Weather Trumps All


Weekly update: Weather rules.  At times I feel like the nineteenth-century farmers, described by Hamlin Garland, who were beholden to the elements and New York financiers. [1]  Every morning I check the weather bureau website for forecasts of wind and rain.  Whatever I thought I might do later in the morning gets changed.  Then, of course, whatever was forecast doesn’t happen or, worse, happens selectively.

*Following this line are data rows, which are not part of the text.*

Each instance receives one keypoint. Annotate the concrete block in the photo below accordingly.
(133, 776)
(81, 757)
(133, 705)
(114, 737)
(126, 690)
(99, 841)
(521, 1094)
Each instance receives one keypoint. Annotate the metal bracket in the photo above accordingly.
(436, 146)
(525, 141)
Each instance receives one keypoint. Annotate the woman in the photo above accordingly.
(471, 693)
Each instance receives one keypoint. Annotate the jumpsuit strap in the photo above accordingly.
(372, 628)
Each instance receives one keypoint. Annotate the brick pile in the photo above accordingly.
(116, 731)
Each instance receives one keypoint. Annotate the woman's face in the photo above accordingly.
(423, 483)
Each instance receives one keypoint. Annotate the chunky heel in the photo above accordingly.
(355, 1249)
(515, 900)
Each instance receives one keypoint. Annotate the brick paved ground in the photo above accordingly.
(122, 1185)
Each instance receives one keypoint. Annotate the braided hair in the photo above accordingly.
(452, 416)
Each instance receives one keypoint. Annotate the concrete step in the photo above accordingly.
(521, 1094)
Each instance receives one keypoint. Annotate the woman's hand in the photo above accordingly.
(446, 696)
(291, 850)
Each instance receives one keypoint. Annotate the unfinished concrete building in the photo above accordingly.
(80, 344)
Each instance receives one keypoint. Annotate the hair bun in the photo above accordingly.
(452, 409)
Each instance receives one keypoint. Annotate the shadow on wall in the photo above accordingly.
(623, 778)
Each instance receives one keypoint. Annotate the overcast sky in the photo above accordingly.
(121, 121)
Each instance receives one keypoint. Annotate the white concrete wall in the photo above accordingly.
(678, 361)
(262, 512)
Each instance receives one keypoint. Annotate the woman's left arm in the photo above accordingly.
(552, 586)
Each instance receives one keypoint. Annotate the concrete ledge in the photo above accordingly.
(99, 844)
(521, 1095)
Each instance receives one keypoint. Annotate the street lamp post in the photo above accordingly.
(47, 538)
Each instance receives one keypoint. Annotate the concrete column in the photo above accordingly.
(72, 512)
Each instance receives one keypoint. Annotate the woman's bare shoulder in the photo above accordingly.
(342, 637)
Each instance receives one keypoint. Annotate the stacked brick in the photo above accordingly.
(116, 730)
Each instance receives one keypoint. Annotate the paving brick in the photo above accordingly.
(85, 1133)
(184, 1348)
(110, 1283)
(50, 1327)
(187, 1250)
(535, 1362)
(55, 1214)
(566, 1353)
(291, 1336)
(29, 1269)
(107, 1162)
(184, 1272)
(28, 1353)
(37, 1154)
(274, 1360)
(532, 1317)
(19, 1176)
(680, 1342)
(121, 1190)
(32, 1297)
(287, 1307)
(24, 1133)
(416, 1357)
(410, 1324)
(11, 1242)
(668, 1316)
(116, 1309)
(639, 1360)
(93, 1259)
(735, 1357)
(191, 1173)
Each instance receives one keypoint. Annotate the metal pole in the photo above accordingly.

The afternoon high temperature jumped from 74 on Saturday to 84 on Sunday.  We’ve have too many years when that abrupt change was permanent, and it no longer was possible to transplant.  I had purchased some pansies and snapdragons on April 6, which is about the right time to move them outdoors.  Only, of course, morning temperatures in April often were below freezing.

They stayed in the shade of my back porch, spending some days in the house, and others outside.  They came into bloom, and grew better roots.  But, they are cold weather plants, and go into remission in summer.

Monday I planted them.  That was the day the afternoon temperature reached 87.  Fortunately, both went into shaded places.  They survived, but went out of bloom.  The pansies may come back in a few days, but the snapdragons probably will wait a while to produce new blooming stems.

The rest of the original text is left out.